For the second time in the last fifteen years, a working communications system between submerged submarines and surface forces has been developed. The latest effort is LRAM (Long-Range Acoustic Messaging) developed by GeoSpectrum Technologies, a Canadian subsidiary of Israel defense manufacturer Elbit. LRAM, like similar earlier efforts, uses acoustic signals to transmit data underwater. This can be used to establish a one-way or two-way link over underwater distances up to a thousand kilometers. While such a system can be very useful in an emergency to contact a disabled sub on the sea bottom, or commercial research gear (fixed or mobile) navies have been looking for systems that can provide some communication with submerged subs, even if one way, in combat situations. LRAM seems capable of doing that and now navies are deciding whether to invest in equipping one or more of their subs for a test. The Canadian government has expressed interest in testing LRAM and if that is successful others will probably follow.
Since the 1990s the U.S. Navy has been trying to develop a practical method for communicating with submerged submarines. Much work went into finding ways to generate acoustic pulses that could be picked up over long distances. In 2008 American firm Raytheon completed the development of such a system, which enabled nuclear subs to communicate with the rest of the world that, normally, could not be done until the boat came close to the surface and poked a radio antenna above the surface. The Deep Siren, or "tactical paging system", provided a practical solution to the problem of communicating with a submerged sub. On paper, both LRAM and Deep Siren appear to operate in a similar fashion. The Deep Siren system consists of a disposable buoy, that is dropped in the water, by an aircraft or over the side of a ship, in the general area (within about 90 kilometers) where the sub is believed to be. The buoy sends out an acoustic signal that U.S. subs are equipped to automatically pick up. This coded message either orders the sub to get a radio antenna above water and call home, or simply delivers a brief message. The buoy also has a satellite telephone capability, so that additional messages can be sent from anywhere, to the sub. The sub cannot send messages to the buoy (because powerful sensors are required to pick up the signals).
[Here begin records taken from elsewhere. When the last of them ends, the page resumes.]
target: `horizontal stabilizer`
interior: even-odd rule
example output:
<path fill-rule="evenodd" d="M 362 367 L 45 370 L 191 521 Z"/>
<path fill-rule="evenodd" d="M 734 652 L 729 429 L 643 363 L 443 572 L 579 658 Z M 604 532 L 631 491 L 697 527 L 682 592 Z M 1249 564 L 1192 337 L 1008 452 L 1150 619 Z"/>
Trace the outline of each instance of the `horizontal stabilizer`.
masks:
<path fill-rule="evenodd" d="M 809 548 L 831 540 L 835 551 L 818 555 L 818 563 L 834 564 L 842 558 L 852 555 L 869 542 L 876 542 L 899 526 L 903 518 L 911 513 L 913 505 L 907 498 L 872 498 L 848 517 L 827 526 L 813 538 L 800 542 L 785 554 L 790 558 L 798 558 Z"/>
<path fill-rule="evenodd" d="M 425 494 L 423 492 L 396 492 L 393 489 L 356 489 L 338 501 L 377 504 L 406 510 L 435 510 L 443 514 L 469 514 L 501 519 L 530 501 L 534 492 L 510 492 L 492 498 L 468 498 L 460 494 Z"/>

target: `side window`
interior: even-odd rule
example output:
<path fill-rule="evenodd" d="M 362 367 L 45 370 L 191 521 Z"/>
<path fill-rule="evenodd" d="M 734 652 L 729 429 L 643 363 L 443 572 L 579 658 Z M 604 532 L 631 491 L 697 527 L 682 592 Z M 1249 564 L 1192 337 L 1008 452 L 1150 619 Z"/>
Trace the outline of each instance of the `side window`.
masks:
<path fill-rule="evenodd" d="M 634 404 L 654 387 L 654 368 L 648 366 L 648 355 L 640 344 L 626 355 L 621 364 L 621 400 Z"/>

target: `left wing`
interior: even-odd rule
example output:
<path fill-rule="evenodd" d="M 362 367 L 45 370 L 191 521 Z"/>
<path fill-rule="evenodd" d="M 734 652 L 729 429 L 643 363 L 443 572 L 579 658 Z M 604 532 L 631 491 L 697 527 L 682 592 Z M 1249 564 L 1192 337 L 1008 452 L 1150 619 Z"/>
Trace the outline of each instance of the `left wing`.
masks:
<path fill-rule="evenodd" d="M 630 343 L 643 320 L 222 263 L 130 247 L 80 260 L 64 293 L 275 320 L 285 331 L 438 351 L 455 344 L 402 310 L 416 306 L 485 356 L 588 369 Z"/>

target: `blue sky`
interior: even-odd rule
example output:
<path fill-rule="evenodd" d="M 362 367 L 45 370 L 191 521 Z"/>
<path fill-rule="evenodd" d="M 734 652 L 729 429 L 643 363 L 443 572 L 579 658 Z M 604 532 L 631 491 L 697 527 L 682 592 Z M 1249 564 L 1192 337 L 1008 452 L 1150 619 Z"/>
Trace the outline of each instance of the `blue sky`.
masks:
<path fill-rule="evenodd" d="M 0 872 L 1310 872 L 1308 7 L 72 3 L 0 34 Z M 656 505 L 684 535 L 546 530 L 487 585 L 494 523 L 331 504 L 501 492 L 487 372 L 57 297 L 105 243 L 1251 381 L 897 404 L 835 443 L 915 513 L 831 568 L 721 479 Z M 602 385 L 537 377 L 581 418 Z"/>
In the past, the only way to "page" submerged subs was via a large, shore-based, low frequency, transmission system. These systems were less reliable than the new ones like Deep Siren, although these older systems had a much longer range of nearly 200 kilometers.
The navy successfully tested the other end of the system. To do this, the sub releases a similar buoy through its garbage chute. The buoy hovers for a while (so the sub can move away), then rises to the surface and sends its messages. Because of this, the buoy signal will not give away the exact location of the boat. The buoy then receives messages (short ones) and uses a sonar type device to send the data acoustically, for up to 90 kilometers, to the sub. Outgoing messages, which are sent via satellite, can be longer, and even include outgoing email from the crew to family. But the acoustically transmitted messages are much shorter, and include orders from the surface ships, or anyone in the chain of command, to the sub commander.
Deep Siren could also be useful for American carrier task forces, which are usually accompanied by at least one SSN (nuclear attack sub.) Because thermal layers make underwater transmissions vary a great deal in range, the buoy sends the command messages several times to ensure at least one gets through. The buoy from the sub can stay active for several days, if the sub is remaining in the area. But eventually, the buoy sinks itself.
The U.S. Navy spent about $10 million on Deep Siren to install it in some subs and test it. These tests continue, to see how reliable it would be under realistic conditions. Developer Raytheon has demonstrated Deep Siren for other navies but no one ever issued a press release about installing Deep Siren for regular use. If there were any problems with Deep Siren, there were no published details, possibly for security reasons. In the past new tech was installed in nuclear submarines with great secrecy and no publicity at all. No wonder subs are called the silent service.